Pono doesn’t consider Bucky Franklin a friend. Years ago, Bucky left with Pono’s love, Lexie, and provided testimony in one of two cases that sent Pono to jail (although both convictions were overturned). But Bucky saved Pono’s life when they were in Special Forces, and he’s determined to help when Lexie tells him he’s been arrested for killing environmentalist Ronnie Dalt. It doesn’t look good for Bucky. The murder weapon was his, and his alibi is shaky. But Pono knows he’s on the right track when someone tries to shoot him. He starts a dangerous relationship with Dalt’s widow, Abigail, and gradually exposes a string of political unscrupulousness.

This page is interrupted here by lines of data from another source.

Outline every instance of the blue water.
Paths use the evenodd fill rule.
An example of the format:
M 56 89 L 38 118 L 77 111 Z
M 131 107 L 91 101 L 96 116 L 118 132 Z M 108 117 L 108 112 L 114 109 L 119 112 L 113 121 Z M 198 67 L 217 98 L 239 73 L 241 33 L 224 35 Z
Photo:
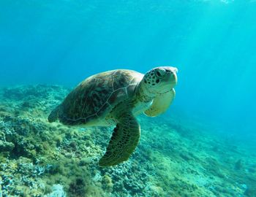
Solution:
M 178 68 L 168 113 L 255 132 L 256 1 L 0 0 L 0 85 Z M 173 111 L 172 111 L 173 109 Z

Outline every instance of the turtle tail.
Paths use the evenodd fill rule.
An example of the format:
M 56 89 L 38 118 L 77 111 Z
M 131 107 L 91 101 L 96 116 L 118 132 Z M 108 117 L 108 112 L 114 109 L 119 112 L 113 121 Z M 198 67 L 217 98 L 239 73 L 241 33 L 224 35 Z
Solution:
M 57 106 L 49 115 L 48 121 L 49 123 L 53 123 L 57 120 L 59 118 L 59 111 L 60 105 Z

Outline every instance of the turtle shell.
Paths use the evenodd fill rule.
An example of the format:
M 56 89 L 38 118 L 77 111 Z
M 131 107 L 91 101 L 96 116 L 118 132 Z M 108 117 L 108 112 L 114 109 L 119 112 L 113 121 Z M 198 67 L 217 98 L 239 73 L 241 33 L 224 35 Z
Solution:
M 104 118 L 121 101 L 132 98 L 143 77 L 143 74 L 135 71 L 118 69 L 86 79 L 61 104 L 60 121 L 67 125 L 79 125 Z

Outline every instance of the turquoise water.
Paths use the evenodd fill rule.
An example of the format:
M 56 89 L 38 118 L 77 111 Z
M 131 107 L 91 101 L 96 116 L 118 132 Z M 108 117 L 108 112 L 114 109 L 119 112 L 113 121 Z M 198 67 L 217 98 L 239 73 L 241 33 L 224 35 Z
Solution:
M 254 0 L 0 0 L 0 86 L 69 88 L 106 70 L 176 66 L 166 120 L 254 143 L 255 13 Z

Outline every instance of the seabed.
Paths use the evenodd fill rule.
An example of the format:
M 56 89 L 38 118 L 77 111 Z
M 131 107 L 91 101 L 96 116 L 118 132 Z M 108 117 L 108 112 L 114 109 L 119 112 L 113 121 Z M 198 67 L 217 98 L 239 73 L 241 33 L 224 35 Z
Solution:
M 174 116 L 140 116 L 131 158 L 99 167 L 113 128 L 47 120 L 69 90 L 0 89 L 0 197 L 256 196 L 255 144 Z

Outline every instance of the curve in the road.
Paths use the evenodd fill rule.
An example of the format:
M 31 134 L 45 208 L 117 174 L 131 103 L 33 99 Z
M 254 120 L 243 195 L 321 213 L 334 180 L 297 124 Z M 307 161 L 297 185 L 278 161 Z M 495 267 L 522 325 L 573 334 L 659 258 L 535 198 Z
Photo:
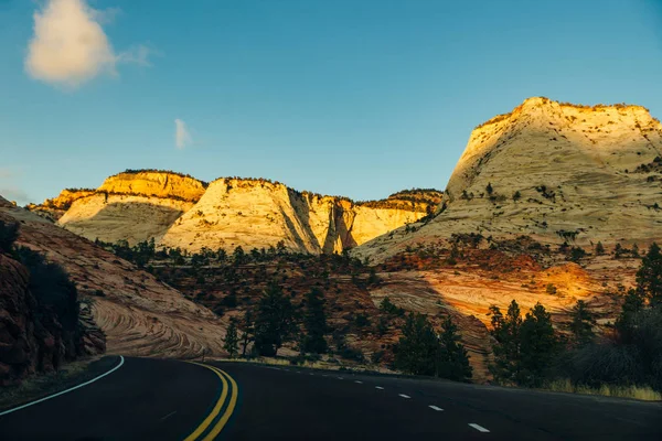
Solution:
M 205 365 L 202 363 L 189 362 L 191 364 L 206 367 L 218 376 L 223 384 L 221 397 L 214 405 L 210 415 L 200 423 L 195 430 L 184 439 L 184 441 L 211 441 L 214 440 L 223 430 L 229 417 L 237 405 L 238 387 L 236 381 L 225 372 L 217 367 Z M 229 399 L 227 396 L 229 395 Z M 225 409 L 223 413 L 221 410 Z
M 119 363 L 117 364 L 117 366 L 115 366 L 115 367 L 114 367 L 114 368 L 111 368 L 110 370 L 108 370 L 108 372 L 106 372 L 106 373 L 104 373 L 104 374 L 102 374 L 102 375 L 99 375 L 99 376 L 96 376 L 96 377 L 94 377 L 93 379 L 90 379 L 90 380 L 88 380 L 88 381 L 82 383 L 82 384 L 79 384 L 79 385 L 77 385 L 77 386 L 70 387 L 68 389 L 65 389 L 65 390 L 58 391 L 58 392 L 56 392 L 56 394 L 53 394 L 53 395 L 49 395 L 47 397 L 40 398 L 40 399 L 38 399 L 38 400 L 30 401 L 30 402 L 28 402 L 28 404 L 25 404 L 25 405 L 18 406 L 18 407 L 14 407 L 14 408 L 12 408 L 12 409 L 9 409 L 9 410 L 6 410 L 6 411 L 3 411 L 3 412 L 0 412 L 0 417 L 2 417 L 3 415 L 8 415 L 8 413 L 11 413 L 11 412 L 15 412 L 17 410 L 21 410 L 21 409 L 24 409 L 24 408 L 26 408 L 26 407 L 34 406 L 34 405 L 36 405 L 36 404 L 40 404 L 40 402 L 43 402 L 43 401 L 50 400 L 50 399 L 52 399 L 52 398 L 60 397 L 61 395 L 68 394 L 68 392 L 71 392 L 71 391 L 73 391 L 73 390 L 76 390 L 76 389 L 79 389 L 79 388 L 82 388 L 82 387 L 85 387 L 85 386 L 87 386 L 87 385 L 90 385 L 90 384 L 93 384 L 93 383 L 95 383 L 95 381 L 97 381 L 97 380 L 99 380 L 99 379 L 104 378 L 105 376 L 113 374 L 115 370 L 119 369 L 119 368 L 120 368 L 122 365 L 124 365 L 124 357 L 120 355 L 120 356 L 119 356 Z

Bond’s novel, the second to feature Pono, makes its protagonist credible as an amateur sleuth; Pono’s smart enough to enlist hacker pal Mitchell, whose skills draw more viable suspects than Pono can find on his own. And his beloved home is always on his mind as he suffers the Maine winter hoping to wrap everything up before an upcoming surfing festival, the Tahiti Tsunami. The story has an unusual villain, WindPower LLC, whose deafening, monstrous turbines are an incessant presence throughout the story. The political and financial muscle behind WindPower is abundantly clear from the beginning, immediately demonizing the company. The book, however, isn’t short on mysteries. Abigail, for one, inexplicably vanishes, a disappearance that the cops blame on Pono, and there are a couple of murders. As in Pono’s previous story, the surfer’s fondness for women creates a triad of drama: Abigail; lawyer Erica, a lover from back when Pono was a mere 14; and Lexie (Pono won’t sleep with her while Bucky’s in jail, but it’s obvious that he’s trying his hardest not to). Pono’s relationship with his Pa is the strongest; the most heartfelt moment is Pono rushing back to Hawaii, regardless of cops wanting him to stay in Maine, when Pa’s diagnosed with cancer.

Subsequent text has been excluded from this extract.